The last piece of Sega’s hat trick comes from an entirely different genre altogether. Sonic Racing: CrossWorlds gives us a legitimate Mario Kart rival thanks to smart customization, a lap-transforming gimmick that keeps races fresh, and high-speed gameplay that’s worthy of the Sonic branding. It’s another game you could point to as a disconnected success that you can’t read into, but some consistency carries through. It carries the same energy as Shadow Generations, figuring out how to balance sugar-rush excitement with a game that controls smoothly at warp speed. Though it isn’t as precise as Mario Kart World, it’s still remarkable how much control I have over my vehicle, even when my eyes stray to marvel at its grand track design.

All three of these games take me back to my days playing Sonic the Hedgehog 2 as a kid on my Sega Genesis in ways that so many Sonic games have struggled to. In those classic platformers, the thrill came from shooting through 2D amusement parks with little interruption. One second I’m bouncing off a spring high into the air, the next I’m ziplining over a chasm.
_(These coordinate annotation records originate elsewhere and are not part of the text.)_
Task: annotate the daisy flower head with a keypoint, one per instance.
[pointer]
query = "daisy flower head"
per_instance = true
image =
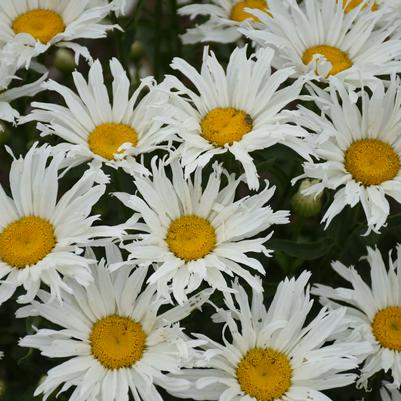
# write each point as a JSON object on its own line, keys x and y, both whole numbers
{"x": 270, "y": 354}
{"x": 373, "y": 312}
{"x": 116, "y": 339}
{"x": 32, "y": 27}
{"x": 194, "y": 234}
{"x": 94, "y": 127}
{"x": 40, "y": 234}
{"x": 320, "y": 40}
{"x": 238, "y": 110}
{"x": 224, "y": 19}
{"x": 358, "y": 150}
Those games always make me feel like I’m bouncing between rides, and they let me do that without being interrupted due to unpredictable physics. It’s a design ethos that the series slowly moved away from following the Sonic Adventure games, as Sega instead focused on inventing messy gimmicks to keep the series fresh. The core feel went neglected and the series’ identity slipped away with it.

I hope that these three games serve as a blueprint for the series’ future, more so than Sonic Frontiers. Each one understands the series’ potential in different ways, whether it’s creating fast and focused platforming that feels great to execute or dialing up the fireworks and letting you loose in a 4th of July celebration. Keep that up and I’ll run, not walk, every time a new Sonic game drops.